Sebastian’s call to holiness that he had translated as the call to drunkenness was becoming transformed in his soul and erupting in a proper form—the call to service. During WWII, Kurt was forcibly conscripted by the Nazis and made to serve as a stormtrooper. He escaped, was caught, and hung himself in a concentration camp. Sebastian spent a year looking for him in Europe, learned that Kurt was dead, then went to Morocco.
Eventually, Sebastian landed in a monastery near Carthage, not as a monk, but as a drunken porter. He was fit for neither the secular world nor the religious world, pathetic by both worlds’ standards.
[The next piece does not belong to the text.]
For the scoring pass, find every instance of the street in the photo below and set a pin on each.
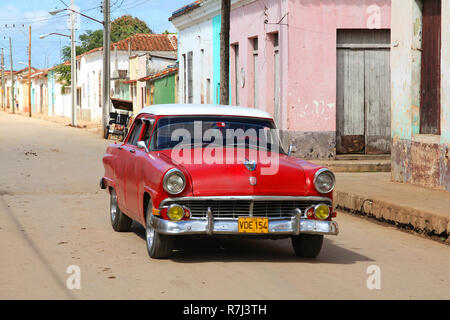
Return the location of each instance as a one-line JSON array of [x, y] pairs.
[[53, 215]]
But Waugh leaves us with the impression that Sebastian obtained a good life. The portrait painted of Sebastian’s future is touching, in an odd sort of way. In response to narrator Charles Ryder’s question about how Sebastian will end, Sebastian’s sister responds:
I think I can tell you exactly, Charles. I’ve seen others like him, and I believe they are very near and dear to God. He’ll live on, half in, half out of the [monastic] community, a familiar figure pottering round with his broom and his bunch of keys. He’ll be a great favourite with the old fathers, something of a joke to the novices. Everyone will know about his drinking; he’ll disappear for two or three days every month or so, and they’ll all nod and smile and say in their various accents, ‘Old Sebastian’s on the spree again,’ and then he’ll come back disheveled and shamefaced and be more devout for a day or two in the chapel. He’ll probably have little hiding places about the garden where he keeps a bottle and takes a swig now and then on the sly. . . If he lives long enough, generations of missionaries in all kinds of remote places will think of him as a queer old character who was somehow part of the Hope of their student days, and remember him in their masses. He’ll develop little eccentricities of devotion, intense personal cults of his own; he’ll be found in the chapel at odd times and missed when he’s expected. Then one morning, after one of his drinking bouts, he’ll be picked up at the gate dying, and show by a mere flicker of the eyelid that he is conscious when they give him the last sacraments. It’s not such a bad way of getting through one’s life.
Sebastian was fit for neither the secular world nor the religious world. He was still pulled in two opposite directions and pathetic by both worlds’ standards.
But Waugh leaves us with the impression that Sebastian obtained a good life—all ambition thrown aside, still drinking, but at least ashamed of it. He became a man whose vice was permanently affixed to his back, but a man who was becoming holy by carrying it as nobly as possible.